• UML POLITICS
KATHMANDU, MAY 13
The establishment faction of the CPN-UML led by party Chair and Prime Minister KP Sharma Oli held a standing committee meeting today and decided to lift the suspension of four leaders of the party's rival faction, namely, senior leader Madhav Kumar Nepal, Surendra Prasad Pandey, Bhim Bahadur Rawal, and Ghanashyam Bhusal.
PM Oli's move came hours before the deadline set by President Bidhya Devi Bhandari for staking claim for the next premiership expired.
On Monday the president had asked the parties to form the next coalition government as per Article 76 (2) of the constitution after PM Oli lost the floor test.
Earlier, PM Oli had suspended Nepal, Bhusal, Rawal, Pandey, and some other leaders of the Nepal faction for six months for engaging in anti-party activities.
Media outlets reported that the Nepal faction was preparing to resign en masse to facilitate formation of a coalition government comprising the Nepali Congress and CPN-Maoist Centre. The NC and the CPN-MC had failed to secure the support of the Mahantha Thakur-Rajendra Mahato faction of the Janata Samjbadi Party-Nepal. Unless the Thakur-Mahato faction supported the NC and CPN-MC, it would be impossible to form the next coalition government.
Informing mediapersons about the Standing Committee's decisions, UML Spokesperson Pradeep Kumar Gyawali said that although the rival faction, which had removed PM Oli from general membership of the party in the past, was still trying to dump the party's government to enable opposition parties to form the next government, the party's Standing Committee took a liberal approach vis-a-vis rival faction leaders and lifted the suspension against them for the sake of party unity.

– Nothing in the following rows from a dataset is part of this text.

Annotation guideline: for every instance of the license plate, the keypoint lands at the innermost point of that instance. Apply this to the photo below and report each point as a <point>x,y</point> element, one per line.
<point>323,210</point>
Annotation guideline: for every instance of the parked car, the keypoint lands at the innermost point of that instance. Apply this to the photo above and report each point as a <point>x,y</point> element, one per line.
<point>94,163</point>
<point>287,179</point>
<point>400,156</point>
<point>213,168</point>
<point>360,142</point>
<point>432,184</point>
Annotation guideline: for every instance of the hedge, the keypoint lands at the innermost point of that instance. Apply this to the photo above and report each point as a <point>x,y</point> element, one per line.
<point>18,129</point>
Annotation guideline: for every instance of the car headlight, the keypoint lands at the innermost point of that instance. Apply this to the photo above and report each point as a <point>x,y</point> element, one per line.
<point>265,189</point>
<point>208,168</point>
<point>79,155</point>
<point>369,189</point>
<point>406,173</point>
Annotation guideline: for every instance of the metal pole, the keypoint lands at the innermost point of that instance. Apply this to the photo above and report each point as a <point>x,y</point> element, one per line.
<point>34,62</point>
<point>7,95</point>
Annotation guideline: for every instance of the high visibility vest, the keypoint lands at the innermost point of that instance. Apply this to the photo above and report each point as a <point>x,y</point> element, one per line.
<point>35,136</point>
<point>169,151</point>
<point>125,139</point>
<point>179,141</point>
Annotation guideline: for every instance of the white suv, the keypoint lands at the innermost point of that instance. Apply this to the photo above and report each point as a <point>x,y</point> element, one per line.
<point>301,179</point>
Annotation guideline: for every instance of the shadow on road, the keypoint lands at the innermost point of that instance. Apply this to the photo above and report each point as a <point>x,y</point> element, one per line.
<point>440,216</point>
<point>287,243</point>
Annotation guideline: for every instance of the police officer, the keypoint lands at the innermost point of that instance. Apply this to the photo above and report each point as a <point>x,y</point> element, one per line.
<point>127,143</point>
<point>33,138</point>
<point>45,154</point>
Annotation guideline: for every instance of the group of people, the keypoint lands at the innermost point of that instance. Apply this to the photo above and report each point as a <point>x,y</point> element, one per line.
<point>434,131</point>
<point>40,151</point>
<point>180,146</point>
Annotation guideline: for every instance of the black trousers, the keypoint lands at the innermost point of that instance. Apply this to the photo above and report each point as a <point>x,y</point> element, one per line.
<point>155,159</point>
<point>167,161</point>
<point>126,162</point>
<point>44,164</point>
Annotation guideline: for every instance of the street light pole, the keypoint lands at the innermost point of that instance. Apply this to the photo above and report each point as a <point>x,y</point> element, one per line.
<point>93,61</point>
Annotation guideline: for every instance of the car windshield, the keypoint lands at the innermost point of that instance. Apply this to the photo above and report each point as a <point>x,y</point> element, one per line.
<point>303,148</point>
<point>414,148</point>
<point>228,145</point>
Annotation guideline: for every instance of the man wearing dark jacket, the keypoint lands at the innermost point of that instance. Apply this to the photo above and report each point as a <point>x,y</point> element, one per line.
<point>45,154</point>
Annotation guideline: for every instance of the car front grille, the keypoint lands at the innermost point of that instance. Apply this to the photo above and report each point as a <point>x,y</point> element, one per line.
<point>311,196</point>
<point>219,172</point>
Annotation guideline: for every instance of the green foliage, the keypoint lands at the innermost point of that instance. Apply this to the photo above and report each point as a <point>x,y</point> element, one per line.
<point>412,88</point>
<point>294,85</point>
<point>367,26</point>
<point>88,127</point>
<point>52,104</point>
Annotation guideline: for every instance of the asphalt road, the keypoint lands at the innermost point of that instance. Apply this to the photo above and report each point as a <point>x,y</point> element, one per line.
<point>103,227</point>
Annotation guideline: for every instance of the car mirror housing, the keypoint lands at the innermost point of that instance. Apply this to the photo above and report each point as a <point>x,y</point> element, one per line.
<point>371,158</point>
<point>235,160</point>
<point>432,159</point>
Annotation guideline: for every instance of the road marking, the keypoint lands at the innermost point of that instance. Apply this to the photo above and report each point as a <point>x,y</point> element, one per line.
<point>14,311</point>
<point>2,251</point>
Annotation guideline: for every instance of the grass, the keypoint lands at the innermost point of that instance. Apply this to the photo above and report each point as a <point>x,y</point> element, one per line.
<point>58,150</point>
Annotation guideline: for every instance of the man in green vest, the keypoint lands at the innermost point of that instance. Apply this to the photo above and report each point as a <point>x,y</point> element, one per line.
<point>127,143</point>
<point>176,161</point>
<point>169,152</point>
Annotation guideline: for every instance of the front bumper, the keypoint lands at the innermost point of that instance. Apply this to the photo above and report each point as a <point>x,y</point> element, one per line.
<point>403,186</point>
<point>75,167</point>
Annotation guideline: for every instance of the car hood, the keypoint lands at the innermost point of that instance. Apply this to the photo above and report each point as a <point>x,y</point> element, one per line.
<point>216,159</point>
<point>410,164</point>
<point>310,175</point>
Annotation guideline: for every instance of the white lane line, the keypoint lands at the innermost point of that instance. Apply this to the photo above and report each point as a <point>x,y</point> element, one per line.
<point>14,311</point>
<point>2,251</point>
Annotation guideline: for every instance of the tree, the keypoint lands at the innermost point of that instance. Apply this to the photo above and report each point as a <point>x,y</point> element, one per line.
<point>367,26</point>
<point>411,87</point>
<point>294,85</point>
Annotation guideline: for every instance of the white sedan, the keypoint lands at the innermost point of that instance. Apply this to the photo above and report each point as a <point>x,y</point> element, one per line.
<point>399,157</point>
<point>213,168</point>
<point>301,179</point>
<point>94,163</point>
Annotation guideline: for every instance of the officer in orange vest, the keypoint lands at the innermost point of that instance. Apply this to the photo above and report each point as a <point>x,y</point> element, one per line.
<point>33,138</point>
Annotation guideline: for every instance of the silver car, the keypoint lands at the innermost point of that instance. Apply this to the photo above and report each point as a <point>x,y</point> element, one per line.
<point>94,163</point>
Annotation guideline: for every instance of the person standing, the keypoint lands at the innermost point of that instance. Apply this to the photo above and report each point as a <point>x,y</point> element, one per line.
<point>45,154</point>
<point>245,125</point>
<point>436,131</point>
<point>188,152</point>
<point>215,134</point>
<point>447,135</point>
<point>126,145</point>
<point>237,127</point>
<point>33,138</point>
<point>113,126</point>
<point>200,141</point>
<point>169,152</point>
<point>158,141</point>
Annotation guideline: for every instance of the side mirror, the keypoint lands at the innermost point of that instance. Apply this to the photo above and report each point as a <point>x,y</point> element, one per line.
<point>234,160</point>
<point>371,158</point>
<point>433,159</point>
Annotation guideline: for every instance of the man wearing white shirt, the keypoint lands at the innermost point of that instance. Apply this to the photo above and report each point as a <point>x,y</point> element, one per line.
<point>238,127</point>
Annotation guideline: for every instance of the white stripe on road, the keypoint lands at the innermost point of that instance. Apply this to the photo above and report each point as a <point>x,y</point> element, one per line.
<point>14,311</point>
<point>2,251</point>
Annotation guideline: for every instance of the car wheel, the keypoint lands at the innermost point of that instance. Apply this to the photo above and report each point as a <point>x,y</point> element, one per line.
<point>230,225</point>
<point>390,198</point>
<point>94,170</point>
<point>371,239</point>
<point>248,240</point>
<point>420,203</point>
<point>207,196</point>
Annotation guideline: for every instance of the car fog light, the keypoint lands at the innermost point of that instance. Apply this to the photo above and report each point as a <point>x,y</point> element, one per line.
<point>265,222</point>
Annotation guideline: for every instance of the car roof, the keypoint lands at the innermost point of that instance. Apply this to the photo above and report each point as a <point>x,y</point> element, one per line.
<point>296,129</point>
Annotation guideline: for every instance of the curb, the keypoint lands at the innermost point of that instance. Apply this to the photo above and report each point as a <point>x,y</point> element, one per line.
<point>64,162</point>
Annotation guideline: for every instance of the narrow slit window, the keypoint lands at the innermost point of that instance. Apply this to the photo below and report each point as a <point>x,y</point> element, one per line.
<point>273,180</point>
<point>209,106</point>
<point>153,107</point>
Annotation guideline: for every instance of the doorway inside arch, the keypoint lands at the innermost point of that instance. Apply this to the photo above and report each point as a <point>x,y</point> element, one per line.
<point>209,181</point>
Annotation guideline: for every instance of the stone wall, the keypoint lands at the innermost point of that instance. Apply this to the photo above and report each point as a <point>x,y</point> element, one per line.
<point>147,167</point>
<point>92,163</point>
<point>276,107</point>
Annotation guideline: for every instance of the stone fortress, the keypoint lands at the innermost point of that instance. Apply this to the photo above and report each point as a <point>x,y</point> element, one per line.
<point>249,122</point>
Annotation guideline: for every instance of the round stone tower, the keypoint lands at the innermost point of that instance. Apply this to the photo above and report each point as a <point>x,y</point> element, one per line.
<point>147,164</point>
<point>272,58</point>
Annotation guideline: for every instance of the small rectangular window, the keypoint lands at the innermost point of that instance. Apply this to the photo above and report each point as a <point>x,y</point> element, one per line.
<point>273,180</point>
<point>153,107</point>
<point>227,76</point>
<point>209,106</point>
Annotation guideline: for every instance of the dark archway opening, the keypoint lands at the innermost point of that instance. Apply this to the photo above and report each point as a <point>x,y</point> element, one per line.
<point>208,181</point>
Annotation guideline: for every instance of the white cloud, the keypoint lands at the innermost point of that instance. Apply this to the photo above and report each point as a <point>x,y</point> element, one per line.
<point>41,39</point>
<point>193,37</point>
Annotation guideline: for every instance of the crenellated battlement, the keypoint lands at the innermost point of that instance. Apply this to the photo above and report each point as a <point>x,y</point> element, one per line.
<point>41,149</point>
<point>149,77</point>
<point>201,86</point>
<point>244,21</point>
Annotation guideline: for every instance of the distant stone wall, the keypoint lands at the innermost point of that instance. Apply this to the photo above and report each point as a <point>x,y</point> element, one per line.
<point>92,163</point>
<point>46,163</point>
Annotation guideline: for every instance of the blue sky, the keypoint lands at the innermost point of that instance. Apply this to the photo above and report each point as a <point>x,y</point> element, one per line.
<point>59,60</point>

Asked to comment on the rival faction's demands to revive the party structures and committees that existed before the CPN-UML's merger with CPN-Maoist Centre, Gyawali said his faction was ready to discuss the issue, but the contribution of former UML leaders who were loyal to the party chair during difficult times, should not be discounted. PM Oli had inducted 23 former Maoist leaders into the Central Committee, which the rival faction said lacked legal validity. When asked about the rumour that lawmakers from the Nepal-Khanal faction could resign en masse from the House of Representatives to make it easy for opposition parties to form the next coalition government, Gyawali said that the parties and not any individual lawmaker, had a crucial role to play as per Article 76 (2) of the constitution.
Gyawali said the meeting entrusted PM Oli with the power to take decision regarding the Nepal faction's demand for reviving the party structures that existed before the UML's merger with the CPN-MC.
A version of this article appears in the print on May 14, 2021, of The Himalayan Times.